In my opinion, consumers have fully embraced the shift of data driven Apps, as a necessary evil. In doing so, also believe they are somehow protected.
The responsibility then ultimately falls on the data curators, to be held accountable for the "preserving, describing and delivering of value of the information contained in data to users."
In this use case, FaceApp has the responsibility to find thoughtful uses for this curation of data.
Thanks
Sam
------------------------------
Samantha Martino
Pitney Bowes
White River Junction, VT, USA
Original Message:
Sent: 05-09-2019 10:49
From: Dan Adams
Subject: What is "Data Curation"
The term Data Curation has taken hold and is now mainstream enough to be picked up by both marketing teams and MBAs as one of the ways they explain "what the data people do".
Years ago, "data steward" was used to describe the care-takers of data within an organization.

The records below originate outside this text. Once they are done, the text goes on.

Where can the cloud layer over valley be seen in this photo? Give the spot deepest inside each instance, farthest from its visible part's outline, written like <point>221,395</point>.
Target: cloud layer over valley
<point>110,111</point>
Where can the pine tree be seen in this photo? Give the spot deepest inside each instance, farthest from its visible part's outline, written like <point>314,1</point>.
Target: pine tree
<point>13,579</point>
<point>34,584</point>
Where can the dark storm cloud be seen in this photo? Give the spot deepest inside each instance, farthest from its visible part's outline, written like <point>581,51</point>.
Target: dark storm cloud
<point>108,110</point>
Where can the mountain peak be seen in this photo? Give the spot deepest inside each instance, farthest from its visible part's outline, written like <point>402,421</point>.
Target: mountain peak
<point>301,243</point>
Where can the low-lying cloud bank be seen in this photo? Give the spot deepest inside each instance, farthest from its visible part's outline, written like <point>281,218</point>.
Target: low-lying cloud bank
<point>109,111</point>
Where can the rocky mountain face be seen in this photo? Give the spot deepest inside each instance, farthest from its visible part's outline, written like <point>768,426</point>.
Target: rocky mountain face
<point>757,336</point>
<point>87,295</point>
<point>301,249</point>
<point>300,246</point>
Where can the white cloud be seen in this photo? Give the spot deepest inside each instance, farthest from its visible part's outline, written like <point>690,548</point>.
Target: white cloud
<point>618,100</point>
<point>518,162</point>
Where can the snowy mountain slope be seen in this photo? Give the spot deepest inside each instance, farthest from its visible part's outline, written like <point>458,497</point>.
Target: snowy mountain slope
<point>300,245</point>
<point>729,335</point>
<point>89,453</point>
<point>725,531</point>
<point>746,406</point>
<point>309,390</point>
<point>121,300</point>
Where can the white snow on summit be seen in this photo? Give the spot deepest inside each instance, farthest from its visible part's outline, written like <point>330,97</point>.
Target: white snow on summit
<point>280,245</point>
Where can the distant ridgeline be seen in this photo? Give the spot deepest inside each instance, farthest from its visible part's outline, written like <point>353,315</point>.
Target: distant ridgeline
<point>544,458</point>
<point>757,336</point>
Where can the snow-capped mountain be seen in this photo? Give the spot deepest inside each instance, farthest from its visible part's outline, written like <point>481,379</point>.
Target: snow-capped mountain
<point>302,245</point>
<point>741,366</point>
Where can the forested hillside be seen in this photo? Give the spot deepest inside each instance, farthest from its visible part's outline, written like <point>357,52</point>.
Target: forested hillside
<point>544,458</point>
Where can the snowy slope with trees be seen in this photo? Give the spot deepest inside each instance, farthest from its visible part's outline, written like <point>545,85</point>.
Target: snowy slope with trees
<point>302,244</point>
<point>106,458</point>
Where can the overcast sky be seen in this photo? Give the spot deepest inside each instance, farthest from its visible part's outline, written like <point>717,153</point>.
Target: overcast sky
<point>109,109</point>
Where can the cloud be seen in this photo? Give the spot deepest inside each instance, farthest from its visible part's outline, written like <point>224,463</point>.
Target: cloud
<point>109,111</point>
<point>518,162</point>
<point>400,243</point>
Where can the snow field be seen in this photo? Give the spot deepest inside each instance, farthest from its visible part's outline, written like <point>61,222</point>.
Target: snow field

Data Steward is still widely used to describe a person that is responsible for the care and feeding of a specific database or process. (I'll draft definition of that term if there's interest-- or feel free to post one).
Both Data Curation and Data Steward can mean many different things to both the speaker and the listener with enough ambiguity to completely allow them talk past each other and leave the conversation with different understandings of who is doing what without knowing it.
With that in mind, I'll offer this definition for Data Curation:
Data Curation:the process of gathering, sorting, formatting, cleansing, standardizing and maintaining data with a sense of responsibility for preserving, describing and delivering the value of the information contained in data to users.
My assertion is that Data Curation is an action of responsibility and authority that offers a service to other data users. The description of specific application of data and the value of the data in intended uses may be the most important aspect of this definition. A conversation with Colleen Reed, a co-worker and community member, left me with the question: does curation include documentation of such aspects as use cases?
Please, let me know your thoughts on this. I've been called a Data Curator a couple of times in the last week, and I'm curious to dig into what that means within the broader data community.
------------------------------
Dan Adams
Pitney Bowes
White River Junction VT
------------------------------